Der Medikamentenmissbrauch im Freizeit- und Breitensport nimmt weiter zu. Zum einen nehmen immer mehr Menschen Medikamente zur Leistungssteigerung ein, zum anderen ist auch die Intensität des Missbrauchs gestiegen. Das haben jetzt Experten in einer öffentlichen Anhörung des Sportausschusses des Bundestages bekannt gegeben. Sie bedauerten gleichzeitig, dass es derzeit zu wenig belastbare Untersuchungen in diesem Bereich gibt.

Aus Sicht von Mischa Kläber von der Technischen Universität Darmstadt werde Doping vielfach immer noch als Problem des Hochleistungssports gesehen. Die Dopingszene des Freizeit- und Breitensports habe sich derweil ungebremst entfalten können. Kläber forderte, dem Problem mehr Aufmerksamkeit zu schenken. Wichtig sei für die Forschung dabei, die Freizeitsportler, die sich für ihren Sport dopen, nicht zu verurteilen oder zu diffamieren. „Hauptnachschubstation“ für verbotene Substanzen seien seinen Befragungen nach Fitnessstudios, in denen sich Amateure und Profisportler treffen würden. Zugleich verwies er darauf, dass bei vielen Freizeitsportlern der Medikamentenmissbrauch unter ärztlicher Beobachtung stattfinden würde. Das bestätigte auch Professor Perikles Simon von der Universität Mainz. Ein Drittel der Dopingnutzer ließen sich vom Arzt „kontrollieren“, sagte Simon. Gleichzeitig nehme jedoch der Missbrauch über Internetnutzung zu. Als am häufigsten verwandte Wirkstoffe benannte er Methandienon sowie verschiedene Testosteronester. Meist hänge jedoch der eingesetzte Wirkstoff vom Angebot des Schwarzmarktes ab.
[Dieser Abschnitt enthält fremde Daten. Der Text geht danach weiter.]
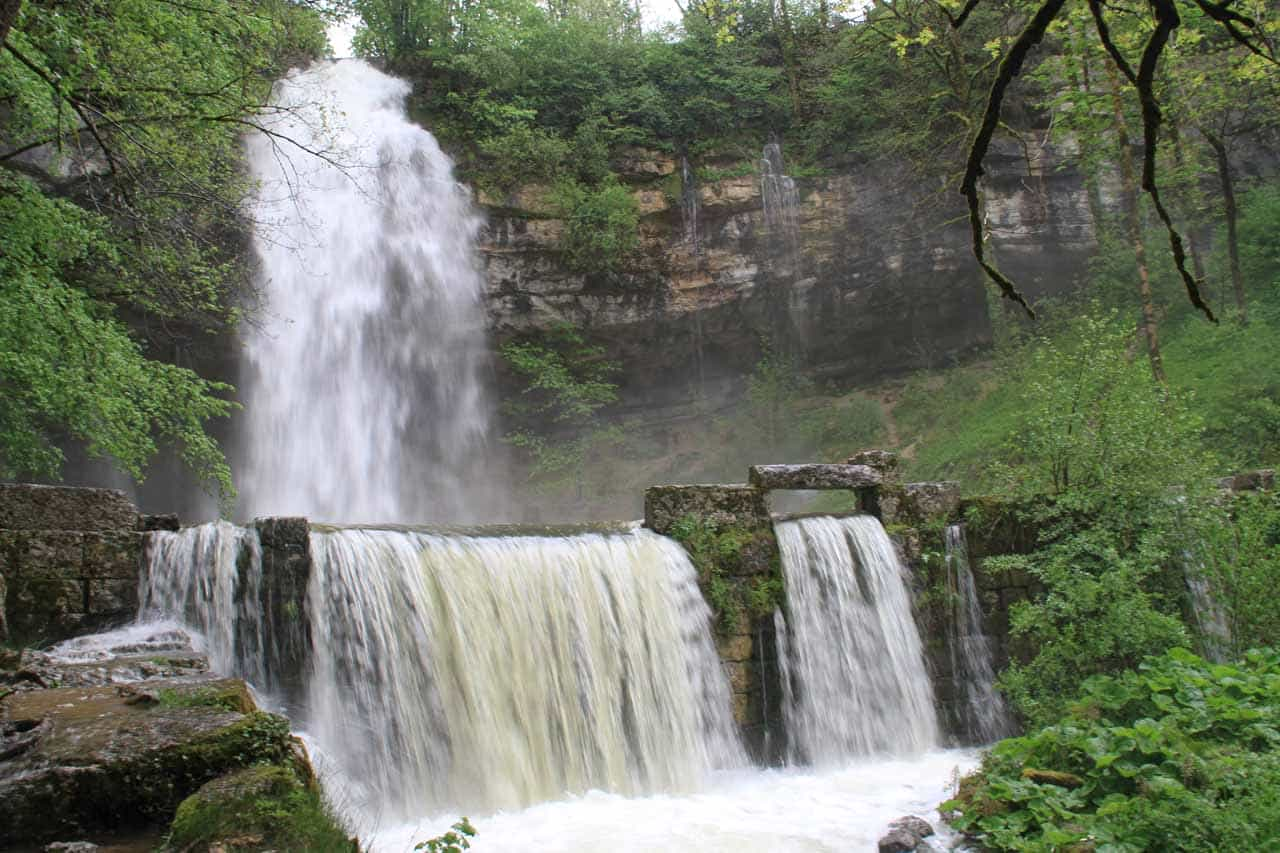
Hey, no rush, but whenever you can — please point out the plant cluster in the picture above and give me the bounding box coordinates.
[943,648,1280,853]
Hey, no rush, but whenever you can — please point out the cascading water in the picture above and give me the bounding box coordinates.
[145,524,745,820]
[680,156,701,255]
[774,516,938,763]
[945,524,1014,743]
[760,142,800,260]
[138,521,271,688]
[237,60,498,523]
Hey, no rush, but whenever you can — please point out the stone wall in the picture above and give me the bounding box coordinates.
[0,484,142,644]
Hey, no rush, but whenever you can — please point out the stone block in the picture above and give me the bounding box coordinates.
[82,533,142,583]
[0,483,138,530]
[644,484,772,534]
[6,530,84,578]
[899,482,960,524]
[748,462,884,491]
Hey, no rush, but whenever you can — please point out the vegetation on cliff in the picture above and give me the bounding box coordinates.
[0,0,325,494]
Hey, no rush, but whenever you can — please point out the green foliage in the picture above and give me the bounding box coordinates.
[943,648,1280,853]
[413,817,476,853]
[0,175,232,497]
[502,325,622,498]
[1188,492,1280,654]
[0,0,325,500]
[166,765,358,853]
[668,515,786,634]
[554,175,640,273]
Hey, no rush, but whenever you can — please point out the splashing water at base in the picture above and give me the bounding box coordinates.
[364,749,978,853]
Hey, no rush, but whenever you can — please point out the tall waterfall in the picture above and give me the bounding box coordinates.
[147,525,745,821]
[946,524,1012,743]
[237,60,495,523]
[776,516,938,763]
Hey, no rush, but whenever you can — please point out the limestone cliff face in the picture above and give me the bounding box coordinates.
[480,133,1094,407]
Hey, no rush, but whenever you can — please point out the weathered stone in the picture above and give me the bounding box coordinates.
[888,815,933,840]
[0,483,138,530]
[0,679,292,847]
[138,512,182,533]
[81,532,142,583]
[899,482,960,524]
[613,147,676,178]
[748,462,883,491]
[644,484,772,534]
[845,450,899,479]
[877,829,919,853]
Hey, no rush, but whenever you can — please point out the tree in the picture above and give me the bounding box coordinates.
[0,0,324,494]
[947,0,1276,320]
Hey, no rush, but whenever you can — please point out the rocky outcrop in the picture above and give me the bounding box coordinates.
[481,134,1094,416]
[0,679,294,847]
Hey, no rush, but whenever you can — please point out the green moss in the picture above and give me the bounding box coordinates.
[156,681,257,713]
[169,766,358,853]
[671,515,786,634]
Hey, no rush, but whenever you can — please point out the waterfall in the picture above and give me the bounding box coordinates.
[760,142,800,253]
[146,524,745,820]
[776,516,938,763]
[138,521,271,689]
[680,156,701,256]
[946,524,1014,743]
[236,60,495,523]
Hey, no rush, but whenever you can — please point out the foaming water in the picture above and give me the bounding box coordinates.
[138,521,270,689]
[946,524,1014,743]
[776,516,938,765]
[364,749,978,853]
[306,529,745,820]
[237,60,502,521]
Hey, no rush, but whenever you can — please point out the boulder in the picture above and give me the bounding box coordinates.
[0,678,294,848]
[748,464,884,491]
[169,765,360,853]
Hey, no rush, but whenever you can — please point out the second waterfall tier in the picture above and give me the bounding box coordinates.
[146,524,745,820]
[776,516,938,765]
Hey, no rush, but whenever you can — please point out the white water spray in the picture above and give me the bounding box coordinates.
[946,524,1014,743]
[237,60,499,523]
[776,516,938,765]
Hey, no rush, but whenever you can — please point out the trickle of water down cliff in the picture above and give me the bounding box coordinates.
[140,61,973,853]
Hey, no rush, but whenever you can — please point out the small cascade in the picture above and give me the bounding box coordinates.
[946,524,1014,743]
[1183,553,1231,663]
[138,521,271,689]
[760,142,800,260]
[680,156,701,256]
[146,524,746,821]
[776,516,938,763]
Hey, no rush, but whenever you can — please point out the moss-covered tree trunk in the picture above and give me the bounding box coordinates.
[1107,63,1165,384]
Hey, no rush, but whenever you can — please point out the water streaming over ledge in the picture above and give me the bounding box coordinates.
[145,524,745,821]
[236,60,502,523]
[946,524,1014,743]
[774,516,938,765]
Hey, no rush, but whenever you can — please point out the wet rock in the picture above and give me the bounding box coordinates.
[878,815,933,853]
[748,464,883,489]
[169,766,358,853]
[0,678,294,848]
[138,512,182,533]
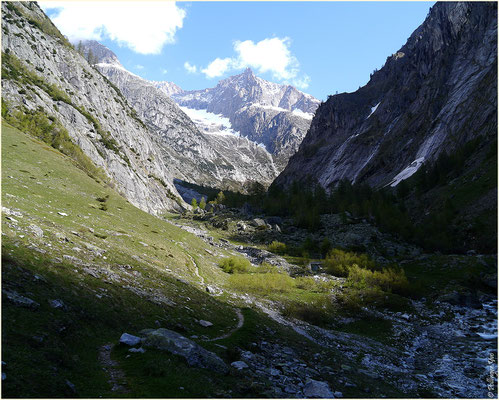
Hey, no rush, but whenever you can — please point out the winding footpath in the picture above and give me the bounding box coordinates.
[99,343,130,393]
[184,249,204,285]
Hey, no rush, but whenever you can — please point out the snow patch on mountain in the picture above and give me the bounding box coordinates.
[292,108,314,120]
[366,101,381,119]
[387,157,425,187]
[180,106,240,136]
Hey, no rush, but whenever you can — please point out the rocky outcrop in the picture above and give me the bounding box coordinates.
[172,68,320,170]
[141,328,229,374]
[83,41,278,189]
[275,2,497,187]
[2,2,182,214]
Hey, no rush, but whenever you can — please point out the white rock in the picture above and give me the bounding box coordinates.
[128,347,146,353]
[230,361,248,370]
[303,379,334,399]
[120,333,142,346]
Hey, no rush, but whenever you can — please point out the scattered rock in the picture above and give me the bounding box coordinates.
[128,347,146,353]
[141,328,229,374]
[230,361,248,370]
[66,379,76,393]
[49,299,64,308]
[251,218,267,228]
[2,289,40,310]
[120,333,141,346]
[284,383,300,394]
[303,379,334,399]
Ein einheitliches Zertifizierungssiegel für die Freizeitsportbranche mit entsprechender Ausbildung und Ausstattung der Sportanlagen forderte Ron Ostermann vom Verband Deutscher Fitness- und Gesundheitsunternehmen. Zudem solle über eine abschreckende Kampagne – wie etwa beim Rauchen – nachgedacht werden.